Sprinkle liberally with love.
Take only one portion each day!
Ongoing Concerns: This is the depression, new cancer diagnosis, health concern, business challenge(s), etc. All of this I believe we need to both care for and limit. There are only so many business days between now and the 31st of December. Only so many hours at work. And even if we need the MRI for the dog, the PET scan to evaluate cancer and how it’s spreading – or not, the blood test results for our health concern, or the resolution of our depression – only so much CAN happen in the next 15 days.
Today, for example, I needed to schedule an MRI for Murphy. And no matter how much I wanted that done today – I could not control all of those who had to work to make that happen. So, I had to work to accept, look, I’ve done all I can, it’s either going to be scheduled today, or I’ll see what I can do on Monday.

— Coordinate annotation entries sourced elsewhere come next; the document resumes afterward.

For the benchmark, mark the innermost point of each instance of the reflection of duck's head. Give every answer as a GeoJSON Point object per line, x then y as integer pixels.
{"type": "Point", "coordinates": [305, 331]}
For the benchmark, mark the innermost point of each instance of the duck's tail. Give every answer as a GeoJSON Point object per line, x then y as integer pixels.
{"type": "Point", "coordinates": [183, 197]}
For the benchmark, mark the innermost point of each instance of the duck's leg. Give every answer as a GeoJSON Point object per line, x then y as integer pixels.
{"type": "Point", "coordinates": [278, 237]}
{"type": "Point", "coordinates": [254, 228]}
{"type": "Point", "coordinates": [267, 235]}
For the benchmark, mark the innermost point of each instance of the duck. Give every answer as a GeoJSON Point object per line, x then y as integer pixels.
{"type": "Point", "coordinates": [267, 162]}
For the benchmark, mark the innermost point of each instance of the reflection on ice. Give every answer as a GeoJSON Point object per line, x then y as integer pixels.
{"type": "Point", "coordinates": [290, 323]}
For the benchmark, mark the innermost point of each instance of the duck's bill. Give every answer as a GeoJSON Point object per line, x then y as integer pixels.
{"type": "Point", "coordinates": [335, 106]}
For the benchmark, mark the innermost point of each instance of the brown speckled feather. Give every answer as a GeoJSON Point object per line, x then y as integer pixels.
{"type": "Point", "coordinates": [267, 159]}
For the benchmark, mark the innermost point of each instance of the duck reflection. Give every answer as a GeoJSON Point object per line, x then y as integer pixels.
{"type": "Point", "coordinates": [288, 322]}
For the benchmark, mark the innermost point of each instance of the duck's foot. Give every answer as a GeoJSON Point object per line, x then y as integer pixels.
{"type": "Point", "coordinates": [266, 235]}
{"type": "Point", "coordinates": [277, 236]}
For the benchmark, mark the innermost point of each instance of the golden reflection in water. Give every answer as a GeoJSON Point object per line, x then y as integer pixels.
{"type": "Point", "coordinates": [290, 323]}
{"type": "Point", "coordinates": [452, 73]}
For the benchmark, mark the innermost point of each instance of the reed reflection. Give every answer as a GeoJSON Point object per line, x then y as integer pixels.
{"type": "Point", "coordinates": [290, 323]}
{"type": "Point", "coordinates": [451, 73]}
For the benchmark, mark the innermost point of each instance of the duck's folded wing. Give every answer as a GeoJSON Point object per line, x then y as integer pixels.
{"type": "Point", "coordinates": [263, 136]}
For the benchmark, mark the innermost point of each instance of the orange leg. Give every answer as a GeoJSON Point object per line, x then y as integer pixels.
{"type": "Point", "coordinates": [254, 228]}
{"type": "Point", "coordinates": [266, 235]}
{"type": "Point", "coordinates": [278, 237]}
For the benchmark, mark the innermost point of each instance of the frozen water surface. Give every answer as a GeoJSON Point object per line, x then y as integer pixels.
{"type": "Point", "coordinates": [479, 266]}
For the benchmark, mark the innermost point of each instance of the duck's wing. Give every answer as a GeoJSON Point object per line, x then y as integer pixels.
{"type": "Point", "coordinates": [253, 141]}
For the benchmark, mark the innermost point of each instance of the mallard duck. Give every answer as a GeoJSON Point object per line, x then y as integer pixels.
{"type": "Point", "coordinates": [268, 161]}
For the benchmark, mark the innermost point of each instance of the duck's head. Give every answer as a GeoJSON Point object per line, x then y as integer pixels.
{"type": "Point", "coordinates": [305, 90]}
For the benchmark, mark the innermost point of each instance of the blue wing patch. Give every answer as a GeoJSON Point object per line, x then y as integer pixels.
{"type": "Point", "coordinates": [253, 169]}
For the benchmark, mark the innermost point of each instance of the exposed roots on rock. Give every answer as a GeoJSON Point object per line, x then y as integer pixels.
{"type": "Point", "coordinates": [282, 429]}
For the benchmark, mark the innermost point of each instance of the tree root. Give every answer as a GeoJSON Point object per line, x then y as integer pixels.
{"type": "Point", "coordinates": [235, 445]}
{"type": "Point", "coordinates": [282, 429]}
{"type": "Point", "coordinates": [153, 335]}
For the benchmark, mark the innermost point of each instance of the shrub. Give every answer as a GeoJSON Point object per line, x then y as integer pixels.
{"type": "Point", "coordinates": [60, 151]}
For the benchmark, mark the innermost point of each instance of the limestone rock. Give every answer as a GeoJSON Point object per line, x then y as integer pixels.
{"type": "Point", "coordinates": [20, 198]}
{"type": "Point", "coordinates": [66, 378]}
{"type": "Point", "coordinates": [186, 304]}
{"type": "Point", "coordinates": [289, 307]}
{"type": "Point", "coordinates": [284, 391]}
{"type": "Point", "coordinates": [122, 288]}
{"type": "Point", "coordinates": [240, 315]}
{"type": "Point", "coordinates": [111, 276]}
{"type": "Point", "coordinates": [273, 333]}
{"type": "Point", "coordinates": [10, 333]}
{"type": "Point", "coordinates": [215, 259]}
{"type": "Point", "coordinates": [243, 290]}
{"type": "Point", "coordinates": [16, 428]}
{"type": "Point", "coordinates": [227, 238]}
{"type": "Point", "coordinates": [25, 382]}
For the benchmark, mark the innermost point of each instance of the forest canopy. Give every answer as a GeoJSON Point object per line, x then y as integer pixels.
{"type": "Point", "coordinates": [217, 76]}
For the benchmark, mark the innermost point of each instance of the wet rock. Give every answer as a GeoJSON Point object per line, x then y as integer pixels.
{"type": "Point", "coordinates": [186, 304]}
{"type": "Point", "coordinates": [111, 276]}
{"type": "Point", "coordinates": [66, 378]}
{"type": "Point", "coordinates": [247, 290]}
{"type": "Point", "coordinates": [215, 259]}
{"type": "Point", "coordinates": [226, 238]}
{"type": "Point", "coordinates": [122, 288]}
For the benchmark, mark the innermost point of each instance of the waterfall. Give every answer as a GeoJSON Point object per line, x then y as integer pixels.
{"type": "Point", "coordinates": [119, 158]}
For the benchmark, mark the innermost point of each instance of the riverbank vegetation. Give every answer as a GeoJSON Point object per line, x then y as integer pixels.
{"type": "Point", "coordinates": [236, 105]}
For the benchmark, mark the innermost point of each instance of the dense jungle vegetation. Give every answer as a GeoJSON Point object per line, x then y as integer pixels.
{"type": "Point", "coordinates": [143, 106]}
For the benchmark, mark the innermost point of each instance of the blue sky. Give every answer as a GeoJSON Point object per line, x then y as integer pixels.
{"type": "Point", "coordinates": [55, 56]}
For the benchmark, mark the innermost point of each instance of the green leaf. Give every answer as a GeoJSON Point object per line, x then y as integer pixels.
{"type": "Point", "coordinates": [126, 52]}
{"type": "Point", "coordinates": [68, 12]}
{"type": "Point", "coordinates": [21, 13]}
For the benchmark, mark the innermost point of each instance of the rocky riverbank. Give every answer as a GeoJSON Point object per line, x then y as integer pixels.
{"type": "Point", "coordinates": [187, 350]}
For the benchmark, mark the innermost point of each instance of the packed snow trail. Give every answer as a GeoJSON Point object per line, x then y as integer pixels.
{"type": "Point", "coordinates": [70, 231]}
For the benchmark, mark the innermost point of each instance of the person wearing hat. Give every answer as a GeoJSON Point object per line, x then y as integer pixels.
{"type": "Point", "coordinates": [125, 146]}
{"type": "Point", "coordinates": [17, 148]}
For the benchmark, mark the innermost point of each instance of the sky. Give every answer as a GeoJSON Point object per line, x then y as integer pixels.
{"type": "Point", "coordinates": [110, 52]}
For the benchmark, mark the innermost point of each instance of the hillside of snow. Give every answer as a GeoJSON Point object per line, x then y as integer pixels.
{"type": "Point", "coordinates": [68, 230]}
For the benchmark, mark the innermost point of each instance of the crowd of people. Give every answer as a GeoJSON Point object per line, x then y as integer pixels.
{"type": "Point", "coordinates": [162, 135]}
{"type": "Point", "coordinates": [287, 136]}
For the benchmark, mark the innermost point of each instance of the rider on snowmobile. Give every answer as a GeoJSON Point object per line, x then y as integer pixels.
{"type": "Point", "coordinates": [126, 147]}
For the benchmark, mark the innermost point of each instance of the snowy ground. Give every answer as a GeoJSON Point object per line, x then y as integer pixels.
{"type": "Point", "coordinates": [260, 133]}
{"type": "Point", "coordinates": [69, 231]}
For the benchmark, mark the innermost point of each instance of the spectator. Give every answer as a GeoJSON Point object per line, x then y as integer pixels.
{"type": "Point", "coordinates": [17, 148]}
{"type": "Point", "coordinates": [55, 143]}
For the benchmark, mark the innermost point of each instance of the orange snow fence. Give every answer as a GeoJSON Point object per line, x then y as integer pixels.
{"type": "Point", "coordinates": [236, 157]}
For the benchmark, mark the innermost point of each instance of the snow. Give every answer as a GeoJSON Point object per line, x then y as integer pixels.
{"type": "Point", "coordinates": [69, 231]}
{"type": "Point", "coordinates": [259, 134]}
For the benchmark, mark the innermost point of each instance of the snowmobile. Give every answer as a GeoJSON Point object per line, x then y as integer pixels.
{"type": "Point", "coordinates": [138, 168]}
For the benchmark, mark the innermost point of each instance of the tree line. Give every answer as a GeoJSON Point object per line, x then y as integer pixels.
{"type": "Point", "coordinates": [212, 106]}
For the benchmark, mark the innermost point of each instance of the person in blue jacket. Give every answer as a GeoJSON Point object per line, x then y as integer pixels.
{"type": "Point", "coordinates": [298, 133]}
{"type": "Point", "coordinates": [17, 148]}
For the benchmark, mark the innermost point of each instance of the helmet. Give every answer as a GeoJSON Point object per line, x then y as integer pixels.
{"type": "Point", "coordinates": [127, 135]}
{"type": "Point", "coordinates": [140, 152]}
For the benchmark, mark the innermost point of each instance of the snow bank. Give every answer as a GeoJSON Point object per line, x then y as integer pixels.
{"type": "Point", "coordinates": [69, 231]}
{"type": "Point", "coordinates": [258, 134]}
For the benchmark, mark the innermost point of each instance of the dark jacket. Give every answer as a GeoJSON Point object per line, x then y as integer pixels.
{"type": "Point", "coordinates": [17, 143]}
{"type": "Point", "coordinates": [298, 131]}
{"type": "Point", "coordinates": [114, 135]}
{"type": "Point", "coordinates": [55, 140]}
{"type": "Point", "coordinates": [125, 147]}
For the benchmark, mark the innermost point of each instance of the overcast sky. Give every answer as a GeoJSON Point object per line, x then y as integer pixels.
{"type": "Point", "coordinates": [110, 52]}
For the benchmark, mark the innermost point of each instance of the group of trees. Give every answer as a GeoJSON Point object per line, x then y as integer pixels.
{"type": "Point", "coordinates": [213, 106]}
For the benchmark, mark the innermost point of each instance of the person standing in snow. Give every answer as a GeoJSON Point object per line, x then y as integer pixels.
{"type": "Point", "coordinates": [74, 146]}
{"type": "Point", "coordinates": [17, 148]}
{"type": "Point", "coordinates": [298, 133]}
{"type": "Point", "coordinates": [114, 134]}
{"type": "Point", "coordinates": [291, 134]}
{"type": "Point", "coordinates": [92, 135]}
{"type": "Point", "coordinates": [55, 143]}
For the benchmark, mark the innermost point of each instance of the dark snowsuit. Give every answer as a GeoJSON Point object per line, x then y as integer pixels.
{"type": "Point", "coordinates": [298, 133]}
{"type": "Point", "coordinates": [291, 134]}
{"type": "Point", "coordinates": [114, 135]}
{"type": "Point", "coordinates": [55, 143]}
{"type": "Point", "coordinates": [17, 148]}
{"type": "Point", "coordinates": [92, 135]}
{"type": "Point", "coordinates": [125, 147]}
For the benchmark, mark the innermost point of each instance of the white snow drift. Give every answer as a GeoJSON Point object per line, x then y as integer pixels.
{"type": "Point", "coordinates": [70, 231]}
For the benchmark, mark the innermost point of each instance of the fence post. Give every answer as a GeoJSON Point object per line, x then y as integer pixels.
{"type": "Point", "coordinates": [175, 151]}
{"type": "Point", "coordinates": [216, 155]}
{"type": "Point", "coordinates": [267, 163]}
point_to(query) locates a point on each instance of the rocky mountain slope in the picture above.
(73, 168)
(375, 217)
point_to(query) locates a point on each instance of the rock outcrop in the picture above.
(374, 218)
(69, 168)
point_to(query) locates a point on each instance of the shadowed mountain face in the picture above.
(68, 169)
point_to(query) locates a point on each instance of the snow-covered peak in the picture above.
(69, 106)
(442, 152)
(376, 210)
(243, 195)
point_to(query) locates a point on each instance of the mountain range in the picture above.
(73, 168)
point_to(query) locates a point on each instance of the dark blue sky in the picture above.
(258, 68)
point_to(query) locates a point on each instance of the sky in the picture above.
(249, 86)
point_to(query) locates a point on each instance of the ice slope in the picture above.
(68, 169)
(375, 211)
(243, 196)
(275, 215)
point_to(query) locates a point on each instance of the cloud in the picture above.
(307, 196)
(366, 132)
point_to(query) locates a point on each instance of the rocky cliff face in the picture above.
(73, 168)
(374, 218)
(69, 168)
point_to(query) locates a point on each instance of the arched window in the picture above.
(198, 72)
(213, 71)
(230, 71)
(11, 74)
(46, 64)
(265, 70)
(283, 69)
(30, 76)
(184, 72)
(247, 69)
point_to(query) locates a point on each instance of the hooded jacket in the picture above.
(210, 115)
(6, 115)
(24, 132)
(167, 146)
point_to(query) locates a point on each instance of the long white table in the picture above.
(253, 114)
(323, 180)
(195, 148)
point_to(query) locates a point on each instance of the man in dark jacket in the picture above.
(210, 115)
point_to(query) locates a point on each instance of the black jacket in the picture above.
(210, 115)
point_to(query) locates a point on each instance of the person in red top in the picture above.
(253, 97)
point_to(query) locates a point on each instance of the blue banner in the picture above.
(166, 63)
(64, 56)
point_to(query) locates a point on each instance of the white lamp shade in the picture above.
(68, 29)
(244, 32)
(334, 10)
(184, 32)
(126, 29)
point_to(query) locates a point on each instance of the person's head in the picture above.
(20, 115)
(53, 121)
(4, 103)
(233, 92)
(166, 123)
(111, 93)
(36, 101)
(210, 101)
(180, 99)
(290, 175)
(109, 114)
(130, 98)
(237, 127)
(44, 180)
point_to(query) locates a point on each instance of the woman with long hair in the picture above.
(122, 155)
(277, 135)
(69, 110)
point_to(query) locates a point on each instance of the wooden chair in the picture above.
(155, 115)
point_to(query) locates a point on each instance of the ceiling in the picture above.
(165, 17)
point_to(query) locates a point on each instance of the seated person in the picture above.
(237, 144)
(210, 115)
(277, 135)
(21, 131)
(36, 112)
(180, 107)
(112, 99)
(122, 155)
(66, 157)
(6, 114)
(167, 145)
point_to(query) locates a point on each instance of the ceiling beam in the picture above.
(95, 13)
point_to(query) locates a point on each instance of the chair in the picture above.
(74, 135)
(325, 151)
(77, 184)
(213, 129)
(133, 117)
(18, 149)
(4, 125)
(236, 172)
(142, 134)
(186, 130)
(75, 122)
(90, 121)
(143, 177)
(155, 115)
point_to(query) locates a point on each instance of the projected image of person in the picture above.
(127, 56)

One last call came and it happened. Then the printing job came back not exactly as it was expected to look. I could get upset – or I could realize it looks fine, just not as expected. So…acceptance was in order. But each was a choice. I wish I could say I reacted so well each day, I don’t, I’m not perfect, but thankfully today I was able to work on acceptance one thing at a time. And, in the midst, I kept a priority to be present to my clients – anything else could wait.
So, what am I suggesting? Again, decide what and how much time to give the items on your agenda. Today mine were;
- Get Murphy to vet
- Take action on what vet suggests
- See clients
- Write blog
- Look at report
- Handle emails
What helped was the agenda set ahead of time. And knowing that I could always add more – if I had time. But otherwise, this was it. Tonight – that’s different. I see tea, a good book, and music in my future. But for now – I’m finishing up the business, then going to do some shopping.
So – let’s all try this – one day at a time. One agenda item at a time. And remember the mix – include some spirituality (today it’s music for me) and exercise (walking).
May you find your own recipe for peace today.